How do stiripentol and fenfluramine work for seizure control?


Stiripentol acts as an allosteric modulator of GABAA receptors, boosting inhibitory signaling in the brain, and inhibits CYP450 enzymes to raise levels of other antiseizure drugs like clobazam. Fenfluramine, a serotonin-releasing agent and sigma-1 receptor agonist, reduces seizure activity through enhanced serotonergic neurotransmission and possibly AMPA receptor modulation. Both target Dravet syndrome primarily, but stiripentol emphasizes GABAergic effects while fenfluramine leverages serotonin pathways.[1][2]

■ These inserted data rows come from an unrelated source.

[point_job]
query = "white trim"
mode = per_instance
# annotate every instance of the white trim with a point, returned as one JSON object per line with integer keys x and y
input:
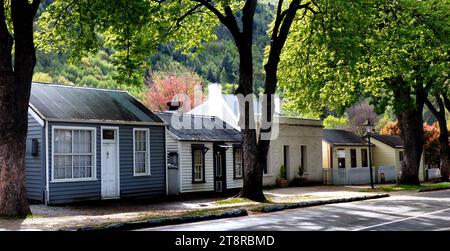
{"x": 114, "y": 122}
{"x": 94, "y": 154}
{"x": 117, "y": 142}
{"x": 180, "y": 168}
{"x": 47, "y": 167}
{"x": 166, "y": 154}
{"x": 36, "y": 116}
{"x": 148, "y": 172}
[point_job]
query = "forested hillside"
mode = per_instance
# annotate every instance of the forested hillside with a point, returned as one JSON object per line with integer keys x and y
{"x": 217, "y": 62}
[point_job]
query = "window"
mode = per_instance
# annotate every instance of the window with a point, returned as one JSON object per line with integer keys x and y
{"x": 109, "y": 134}
{"x": 238, "y": 163}
{"x": 73, "y": 154}
{"x": 364, "y": 158}
{"x": 141, "y": 152}
{"x": 198, "y": 164}
{"x": 353, "y": 158}
{"x": 172, "y": 160}
{"x": 303, "y": 158}
{"x": 286, "y": 160}
{"x": 341, "y": 158}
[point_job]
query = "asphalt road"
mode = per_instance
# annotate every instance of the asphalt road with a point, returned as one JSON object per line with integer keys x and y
{"x": 421, "y": 211}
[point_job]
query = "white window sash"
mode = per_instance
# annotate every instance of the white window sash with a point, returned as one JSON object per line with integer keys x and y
{"x": 71, "y": 154}
{"x": 198, "y": 166}
{"x": 146, "y": 152}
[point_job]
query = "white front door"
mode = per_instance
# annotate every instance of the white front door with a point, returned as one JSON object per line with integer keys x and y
{"x": 110, "y": 171}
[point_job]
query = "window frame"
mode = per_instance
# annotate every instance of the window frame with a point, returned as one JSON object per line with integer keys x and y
{"x": 401, "y": 156}
{"x": 235, "y": 149}
{"x": 147, "y": 167}
{"x": 94, "y": 153}
{"x": 198, "y": 147}
{"x": 353, "y": 157}
{"x": 304, "y": 157}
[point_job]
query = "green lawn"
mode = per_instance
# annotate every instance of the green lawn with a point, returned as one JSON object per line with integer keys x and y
{"x": 232, "y": 201}
{"x": 395, "y": 188}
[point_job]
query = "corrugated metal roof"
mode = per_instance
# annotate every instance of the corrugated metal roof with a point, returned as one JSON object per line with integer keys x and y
{"x": 199, "y": 128}
{"x": 342, "y": 137}
{"x": 394, "y": 141}
{"x": 58, "y": 102}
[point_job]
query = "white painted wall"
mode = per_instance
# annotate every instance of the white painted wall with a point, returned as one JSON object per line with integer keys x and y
{"x": 294, "y": 134}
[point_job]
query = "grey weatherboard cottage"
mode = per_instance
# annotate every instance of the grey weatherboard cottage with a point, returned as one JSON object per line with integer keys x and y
{"x": 90, "y": 144}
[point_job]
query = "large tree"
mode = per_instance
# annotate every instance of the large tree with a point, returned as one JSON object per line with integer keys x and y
{"x": 389, "y": 51}
{"x": 133, "y": 27}
{"x": 17, "y": 61}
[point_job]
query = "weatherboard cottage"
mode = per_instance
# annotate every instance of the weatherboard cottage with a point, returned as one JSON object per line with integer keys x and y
{"x": 91, "y": 144}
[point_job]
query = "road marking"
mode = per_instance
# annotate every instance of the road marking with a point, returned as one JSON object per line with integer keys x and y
{"x": 400, "y": 220}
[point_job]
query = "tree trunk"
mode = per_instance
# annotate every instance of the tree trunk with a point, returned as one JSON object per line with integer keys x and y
{"x": 444, "y": 148}
{"x": 15, "y": 86}
{"x": 254, "y": 160}
{"x": 410, "y": 121}
{"x": 13, "y": 199}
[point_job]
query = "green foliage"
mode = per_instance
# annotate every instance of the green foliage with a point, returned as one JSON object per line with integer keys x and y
{"x": 42, "y": 77}
{"x": 133, "y": 29}
{"x": 370, "y": 48}
{"x": 67, "y": 40}
{"x": 332, "y": 122}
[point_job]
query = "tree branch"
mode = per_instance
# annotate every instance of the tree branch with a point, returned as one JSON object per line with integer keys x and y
{"x": 228, "y": 19}
{"x": 446, "y": 102}
{"x": 430, "y": 106}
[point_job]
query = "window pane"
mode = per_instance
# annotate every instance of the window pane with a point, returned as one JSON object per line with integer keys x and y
{"x": 141, "y": 154}
{"x": 109, "y": 134}
{"x": 63, "y": 141}
{"x": 198, "y": 165}
{"x": 238, "y": 162}
{"x": 73, "y": 154}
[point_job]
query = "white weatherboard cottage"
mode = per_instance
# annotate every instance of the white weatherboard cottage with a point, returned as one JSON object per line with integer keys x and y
{"x": 345, "y": 158}
{"x": 298, "y": 142}
{"x": 204, "y": 154}
{"x": 388, "y": 151}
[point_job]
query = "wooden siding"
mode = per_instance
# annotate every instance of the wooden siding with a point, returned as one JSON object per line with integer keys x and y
{"x": 186, "y": 168}
{"x": 326, "y": 161}
{"x": 35, "y": 165}
{"x": 130, "y": 186}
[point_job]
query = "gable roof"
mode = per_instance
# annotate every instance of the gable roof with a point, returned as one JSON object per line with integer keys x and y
{"x": 394, "y": 141}
{"x": 199, "y": 128}
{"x": 80, "y": 104}
{"x": 226, "y": 106}
{"x": 342, "y": 138}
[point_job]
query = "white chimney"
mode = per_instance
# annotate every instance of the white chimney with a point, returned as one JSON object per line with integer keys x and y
{"x": 214, "y": 91}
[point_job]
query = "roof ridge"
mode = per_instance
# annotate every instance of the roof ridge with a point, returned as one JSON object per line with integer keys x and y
{"x": 76, "y": 87}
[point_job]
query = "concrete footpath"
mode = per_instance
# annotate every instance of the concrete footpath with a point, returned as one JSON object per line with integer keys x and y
{"x": 115, "y": 213}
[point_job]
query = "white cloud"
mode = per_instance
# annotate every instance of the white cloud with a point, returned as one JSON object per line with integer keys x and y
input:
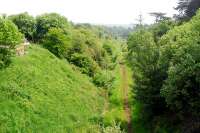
{"x": 92, "y": 11}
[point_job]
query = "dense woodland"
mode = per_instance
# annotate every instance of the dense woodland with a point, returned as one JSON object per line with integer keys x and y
{"x": 84, "y": 78}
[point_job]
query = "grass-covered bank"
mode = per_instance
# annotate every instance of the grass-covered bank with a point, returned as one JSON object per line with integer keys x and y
{"x": 40, "y": 93}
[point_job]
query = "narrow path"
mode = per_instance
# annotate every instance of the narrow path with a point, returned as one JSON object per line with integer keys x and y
{"x": 125, "y": 88}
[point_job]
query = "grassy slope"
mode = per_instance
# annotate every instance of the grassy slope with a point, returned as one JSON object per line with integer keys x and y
{"x": 116, "y": 112}
{"x": 40, "y": 93}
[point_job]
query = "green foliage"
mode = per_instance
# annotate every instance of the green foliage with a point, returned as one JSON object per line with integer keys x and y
{"x": 41, "y": 93}
{"x": 112, "y": 129}
{"x": 85, "y": 63}
{"x": 57, "y": 41}
{"x": 180, "y": 62}
{"x": 161, "y": 28}
{"x": 9, "y": 38}
{"x": 104, "y": 79}
{"x": 143, "y": 56}
{"x": 25, "y": 23}
{"x": 46, "y": 21}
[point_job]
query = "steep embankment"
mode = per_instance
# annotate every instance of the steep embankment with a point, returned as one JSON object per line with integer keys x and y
{"x": 40, "y": 93}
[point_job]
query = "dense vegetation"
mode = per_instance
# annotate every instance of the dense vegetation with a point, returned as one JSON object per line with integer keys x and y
{"x": 65, "y": 82}
{"x": 73, "y": 77}
{"x": 165, "y": 62}
{"x": 9, "y": 38}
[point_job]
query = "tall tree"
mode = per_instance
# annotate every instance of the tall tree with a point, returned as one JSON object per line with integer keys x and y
{"x": 25, "y": 23}
{"x": 187, "y": 9}
{"x": 159, "y": 16}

Seizure reduction rates in Dravet syndrome trials


In randomized controlled trials for Dravet syndrome patients (ages 6 months+), stiripentol added to clobazam and valproate cut monthly drop seizures by 53-71% versus 30% placebo reduction (p<0.001). Fenfluramine (0.4 mg/kg/day) reduced convulsive seizures by 63-74% versus 20-38% placebo (p<0.001). Head-to-head data is absent; stiripentol shows stronger effects when combined with clobazam, while fenfluramine works independently.[3][4]

Responder rates and seizure freedom


Over 50% of stiripentol patients achieve ≥50% seizure reduction, with 8-12% seizure-free at 3 months. Fenfluramine yields 50-74% responders (≥50% reduction), with 2-6% seizure-free. Fenfluramine edges out in some long-term extensions (up to 57% responders at 2 years), but stiripentol sustains responses better in cofactor-dependent regimens.[3][5]

Onset of action and long-term efficacy


Stiripentol reduces seizures within 2-4 weeks, with peak effects by month 1. Fenfluramine shows reductions in 1-2 weeks, maintaining efficacy up to 3 years in open-label studies. Both lose some initial gains over time, but fenfluramine has more extended data (median treatment 2.7 years).[4][6]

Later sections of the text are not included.